17 September 2014

Dear Autism Parents

This post is for all autism parents out there. It is not an accusation against any of you. It is not an attack. It is not an attempt to silence you. It is a request from another parent. It is a call to action. It is a plea for justice and fairness.

In light of the recent Dr Phil interview of K. Stapleton regarding her murder attempt against her autistic daughter Issy there has been a hashtag introduced on social media: #JusticeForIssy. It was created to bring awareness to the injustice that exists when disabled children are murdered or abused. Some parents have been highjacking #JusticeForIssy to demand sympathy for Issy's abuser/mother or to demand more services. That's not okay.
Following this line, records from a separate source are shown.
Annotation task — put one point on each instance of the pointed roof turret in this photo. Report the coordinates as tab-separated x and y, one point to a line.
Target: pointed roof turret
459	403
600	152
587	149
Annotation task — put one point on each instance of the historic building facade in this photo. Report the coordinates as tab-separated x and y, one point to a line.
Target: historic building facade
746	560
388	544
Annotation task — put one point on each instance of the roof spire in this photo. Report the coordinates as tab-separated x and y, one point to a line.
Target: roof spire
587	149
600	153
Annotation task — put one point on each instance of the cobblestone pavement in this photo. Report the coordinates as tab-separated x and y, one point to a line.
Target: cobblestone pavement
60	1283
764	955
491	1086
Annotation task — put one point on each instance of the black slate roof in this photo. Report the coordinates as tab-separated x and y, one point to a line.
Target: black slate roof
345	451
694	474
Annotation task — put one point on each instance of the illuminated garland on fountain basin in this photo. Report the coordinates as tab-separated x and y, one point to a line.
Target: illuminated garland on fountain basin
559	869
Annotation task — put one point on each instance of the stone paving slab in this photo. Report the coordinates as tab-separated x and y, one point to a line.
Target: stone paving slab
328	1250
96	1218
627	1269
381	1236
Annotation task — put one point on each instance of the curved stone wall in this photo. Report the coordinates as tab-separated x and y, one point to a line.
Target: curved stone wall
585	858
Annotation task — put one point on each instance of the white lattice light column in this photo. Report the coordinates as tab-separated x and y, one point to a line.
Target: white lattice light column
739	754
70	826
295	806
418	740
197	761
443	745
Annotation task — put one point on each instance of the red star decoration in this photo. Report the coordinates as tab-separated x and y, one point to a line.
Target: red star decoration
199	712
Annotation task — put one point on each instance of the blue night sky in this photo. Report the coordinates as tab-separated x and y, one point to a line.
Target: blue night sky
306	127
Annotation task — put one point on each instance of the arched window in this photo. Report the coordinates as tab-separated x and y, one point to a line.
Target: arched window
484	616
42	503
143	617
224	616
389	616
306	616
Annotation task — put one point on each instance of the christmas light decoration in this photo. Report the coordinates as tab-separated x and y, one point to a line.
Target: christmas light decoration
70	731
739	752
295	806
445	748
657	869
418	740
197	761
Disabled people have value. Disabled people matter. It is not okay to kill disabled people. It is not okay to demand that someone who abused, murdered, or attempted to murder a disabled person be given lenience because the victim is disabled. If anything, we should demand harsher punishments for those who harm disabled people. It is not okay to demand that we be sympathetic to people who harm their disabled children.

Don't try to turn this into a discussion about services, either. When you do that you are saying that the safety and well-being of disabled children is contingent upon the services their parents are getting. You are taking the lives of disabled children hostage. You are metaphorically putting a gun to your child's head and telling the world "services now or I kill the kid!" That's how it comes across when you use crimes against disabled kids as a rallying call for services. It is dehumanizing to say the right of disabled people to live is contingent upon the services their parents receive. And that's not okay.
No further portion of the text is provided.